Non-Empty Operand Stack at Entry and Exit of Basic Blocks in the Java Virtual Machine

The JVM instruction set is stack based which means that instructions operate on a special operand stack. This means that some of instructions can push values to the operand stack whereas others pop values from it, operate on the data, and push results back on the stack.

When a JIT compiler translates bytecode into native code, the stack based instructions are converted to register based instructions with the use of something called the mimic stack that emulates the operand stack at compile time. The way mimic stack works is described in Section 2.2 ("Lazy code selection") of the paper Fast, effective code generation in a just-in-time Java compiler (1998) by Adl-Tabatabai et al.

There's one thing that complicates the process: the operand stack can be non-empty at the entry and exit of a basic block. One example where this happens is when bytecode is generated for the ternary operator (i.e. the a ? b : c expression). For example, for the following piece of code:

public class Ternary {
public static int ternary(boolean a, int b, int c) {
return a ? b : c;

the generated bytecode looks like this:

public static int ternary(boolean, int, int);
# B1:
0: iload_0
1: ifeq 8
# B2:
4: iload_1
5: goto 9
# B3:
8: iload_2
# B4:
9: ireturn

Looking at it, the code above has four basic blocks: the first one covers offsets 0-4 ("B1"), the second one covers 4-8 ("B2"), the third one 8-9 ("B3"), and the final one covers 9-10 ("B4"). As the method is marked as static, the boolean a is local variable 0, b is local variable 1, and c is local variable 2.

Now, the iload_0 and ifeq 8 instruction pair branches to B3 if a == false; otherwise execution continues in B2. In B3, the iload_2 instruction pushes local variable c on the operand stack and we then fall through to B4 where ireturn pops one value from the operand stack and uses that as the return value. On the other hand, if a == true, we continue execution in B2 where the iload_1 instruction pushes local variable b on the operand stack and jumps unconditionally to B4 where ireturn uses that as a return value.

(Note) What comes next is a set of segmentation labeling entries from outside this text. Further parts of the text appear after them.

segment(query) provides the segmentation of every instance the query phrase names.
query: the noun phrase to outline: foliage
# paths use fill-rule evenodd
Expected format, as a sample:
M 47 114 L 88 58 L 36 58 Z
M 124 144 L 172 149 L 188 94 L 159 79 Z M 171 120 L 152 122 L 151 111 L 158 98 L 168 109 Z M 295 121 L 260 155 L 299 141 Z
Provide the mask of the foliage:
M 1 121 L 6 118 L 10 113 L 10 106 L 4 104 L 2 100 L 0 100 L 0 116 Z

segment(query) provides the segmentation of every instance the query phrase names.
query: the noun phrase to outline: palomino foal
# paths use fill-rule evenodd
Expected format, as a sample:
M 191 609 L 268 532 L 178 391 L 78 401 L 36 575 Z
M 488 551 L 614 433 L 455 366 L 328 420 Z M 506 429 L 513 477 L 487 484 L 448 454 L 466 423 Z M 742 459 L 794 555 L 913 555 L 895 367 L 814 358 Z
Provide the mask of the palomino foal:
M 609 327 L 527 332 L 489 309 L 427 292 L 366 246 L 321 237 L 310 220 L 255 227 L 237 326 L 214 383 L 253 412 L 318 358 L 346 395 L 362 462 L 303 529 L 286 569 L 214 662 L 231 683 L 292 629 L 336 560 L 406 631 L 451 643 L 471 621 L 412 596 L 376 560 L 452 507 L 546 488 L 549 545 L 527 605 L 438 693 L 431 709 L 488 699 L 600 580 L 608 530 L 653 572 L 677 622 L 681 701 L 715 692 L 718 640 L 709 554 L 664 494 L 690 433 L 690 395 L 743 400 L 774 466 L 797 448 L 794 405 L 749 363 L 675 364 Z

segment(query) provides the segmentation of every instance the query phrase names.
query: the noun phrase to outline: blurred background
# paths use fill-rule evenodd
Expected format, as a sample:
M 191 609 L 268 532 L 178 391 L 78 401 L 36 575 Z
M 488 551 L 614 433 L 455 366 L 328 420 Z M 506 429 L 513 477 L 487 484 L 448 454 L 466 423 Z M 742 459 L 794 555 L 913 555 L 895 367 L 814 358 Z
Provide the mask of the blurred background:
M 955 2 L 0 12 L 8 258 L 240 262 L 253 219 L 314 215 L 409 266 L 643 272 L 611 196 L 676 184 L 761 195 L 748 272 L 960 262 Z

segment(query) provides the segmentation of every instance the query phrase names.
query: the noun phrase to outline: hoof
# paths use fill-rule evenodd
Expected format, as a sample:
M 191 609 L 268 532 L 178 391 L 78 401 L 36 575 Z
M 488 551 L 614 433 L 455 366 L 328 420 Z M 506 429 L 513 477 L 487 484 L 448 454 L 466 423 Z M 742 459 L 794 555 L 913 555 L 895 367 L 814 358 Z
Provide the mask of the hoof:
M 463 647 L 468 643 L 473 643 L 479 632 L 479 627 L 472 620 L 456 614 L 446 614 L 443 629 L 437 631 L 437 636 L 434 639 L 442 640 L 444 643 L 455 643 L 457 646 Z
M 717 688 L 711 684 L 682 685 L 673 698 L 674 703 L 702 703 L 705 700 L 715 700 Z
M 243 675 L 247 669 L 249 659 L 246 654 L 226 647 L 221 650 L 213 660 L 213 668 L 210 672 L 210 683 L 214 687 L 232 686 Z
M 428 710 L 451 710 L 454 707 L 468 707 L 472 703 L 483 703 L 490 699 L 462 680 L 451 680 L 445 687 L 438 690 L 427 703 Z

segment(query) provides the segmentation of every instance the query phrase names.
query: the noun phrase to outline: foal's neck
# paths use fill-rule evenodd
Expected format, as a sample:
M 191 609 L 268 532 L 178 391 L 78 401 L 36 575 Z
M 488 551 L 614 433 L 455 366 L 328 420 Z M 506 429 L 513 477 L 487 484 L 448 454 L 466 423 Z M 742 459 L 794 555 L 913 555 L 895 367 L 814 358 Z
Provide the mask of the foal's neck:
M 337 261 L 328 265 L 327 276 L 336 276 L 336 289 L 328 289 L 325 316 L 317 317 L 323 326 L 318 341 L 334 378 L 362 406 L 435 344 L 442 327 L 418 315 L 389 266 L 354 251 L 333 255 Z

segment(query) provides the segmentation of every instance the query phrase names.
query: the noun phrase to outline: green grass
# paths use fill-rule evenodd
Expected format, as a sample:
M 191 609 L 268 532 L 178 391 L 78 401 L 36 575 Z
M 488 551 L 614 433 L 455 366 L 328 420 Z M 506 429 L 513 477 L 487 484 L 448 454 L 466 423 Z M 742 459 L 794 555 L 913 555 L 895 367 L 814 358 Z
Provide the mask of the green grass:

We can now see that the operand stack is empty at entry and exit in B1 but in B2 and B3, it's non-empty at exit whereas in B4, the basic block is non-empty at entry. The JIT compiler needs to spill any non-empty mimic stack to either memory or registers at the exit of a basic block (the paper mentions that they spill to memory only) and pre-populate the mimic stack for basic blocks that are non-empty at entry based on the spilled values to handle the boundary conditions.